The Irish American community is in dire danger of being defined this St. Patrick’s season by the gays-in-the-parade issue.
A complex group representing close to 40 million Americans with positions that span the political divide and a history that is one of the cornerstones of American greatness is instead boiled down to a few simple catchphrases about their attitude to gays on parade.
Mayor Bill de Blasio in New York appears to have no other yardstick when measuring our community. He boycotted the Rockaway parade last weekend, apparently in error, believing organizers had banned gays from marching.
There was no mention of the need to acknowledge the Rockaway community’s heroic service on 9/11 or their extraordinary suffering after Hurricane Sandy.
It turns out de Blasio had mixed up Rockaway with Staten Island. Those outer borough Irish are obviously all of the same ilk.
The mayor did take part in the St.
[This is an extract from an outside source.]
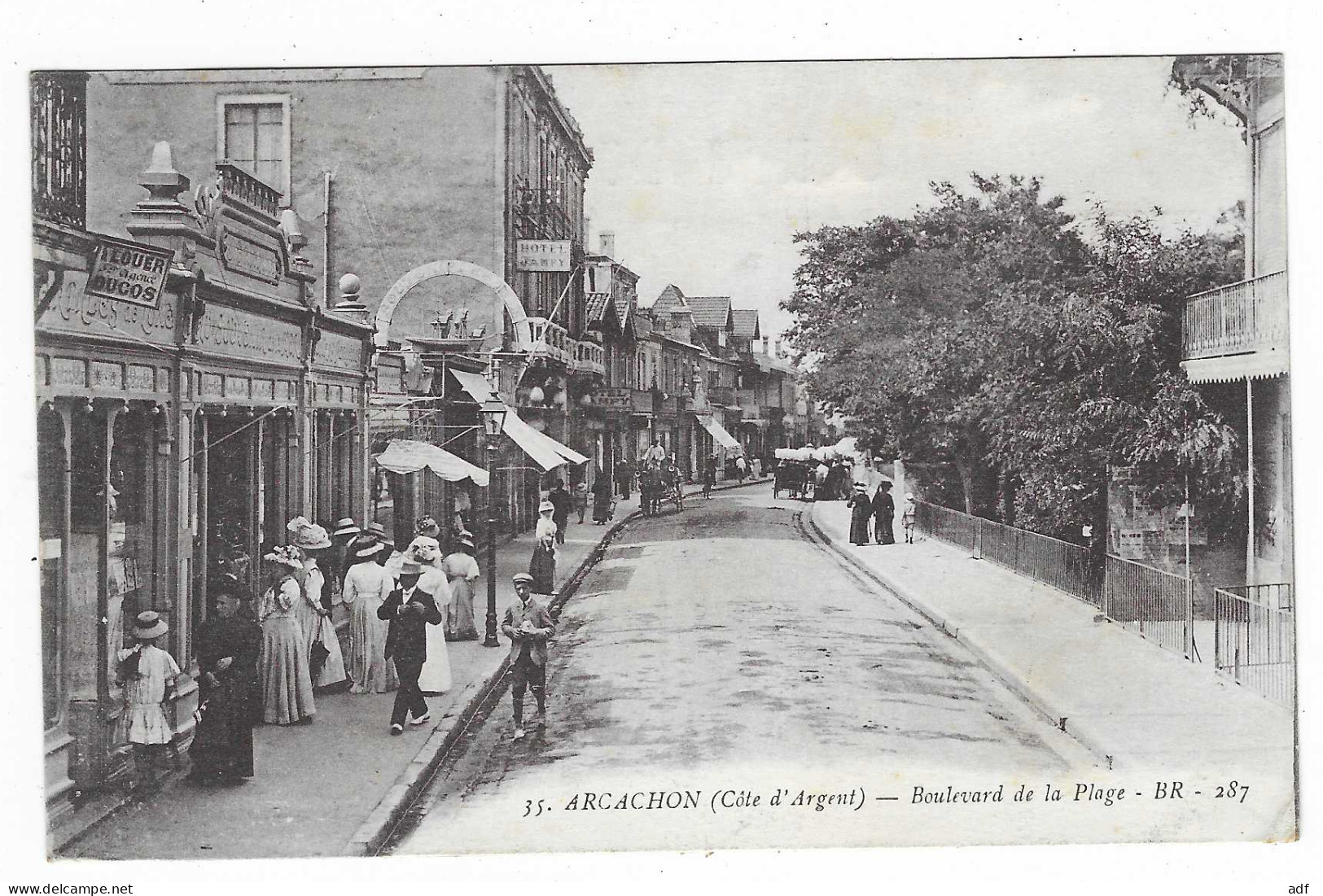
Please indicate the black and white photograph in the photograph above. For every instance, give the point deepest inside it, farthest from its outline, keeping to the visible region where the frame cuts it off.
(438, 459)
Patrick’s for All parade in Queens on Sunday, which was the proper thing to do, and by all accounts it was a highly successful march.
But the wounds will linger with many Irish who were prepared to give this mayor a chance when he came into office, but now fear he has a one-note agenda.
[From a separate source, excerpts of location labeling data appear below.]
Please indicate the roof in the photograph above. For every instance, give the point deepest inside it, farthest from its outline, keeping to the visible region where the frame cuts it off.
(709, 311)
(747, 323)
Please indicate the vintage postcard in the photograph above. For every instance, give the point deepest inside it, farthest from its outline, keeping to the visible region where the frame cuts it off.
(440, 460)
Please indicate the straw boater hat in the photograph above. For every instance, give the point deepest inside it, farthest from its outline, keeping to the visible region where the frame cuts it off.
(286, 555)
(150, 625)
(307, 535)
If the mayor needed guidance on the gays in the parade issue, all he had to do was cast his eyes 300 miles to the north where Boston Mayor Marty Walsh was doing everything de Blasio wasn’t by trying to get Irish groups and gay groups to see eye to eye on the parade and defuse the perennial issue.
It was true leadership by a Boston mayor who was putting his shoulder to the wheel to try and resolve the thorny issue.
Whether he is successful or not remains unclear at press time, but suffice to say Walsh has done his very best by his community.
De Blasio, on the other hand, has made no effort to understand the complexity of the issue and has generally failed an important leadership test.
It is easy to scapegoat, to rabble rouse both for de Blasio and anti-gay elements. The Irish know all about that tendency from their history. As Boston Globe columnist Kevin Cullen wrote so tellingly in his column on Tuesday:
“If anybody should show solidarity with people who might be shunned or derided for being nothing more than themselves, it’s the Boston Irish. If anybody should recoil at the prospect of being stereotyped as a group, it’s people in Southie, who were lumped together with the racist thugs who threw rocks at buses carrying black kids in the 1970s.
“Mayor Marty Walsh, the son of Irish immigrants, gets that history intuitively, and that’s why he is nobly and so conscientiously trying to hammer out a compromise for the parade dispute.”
Given that history in Boston and New York, a way should be found to make the Fifth Avenue march in Manhattan inclusive. But there is an onus on the gay groups too to understand that issues like this are very difficult to arbitrate and settle. Catch cries demanding everything right now don’t work either.
What is needed is clear heads and vision. Walsh has certainly shown that in Boston. De Blasio has shown neither in New York.
Is it too late to hope that someone else can supply that political courage and sort out the mess? The pipes are calling.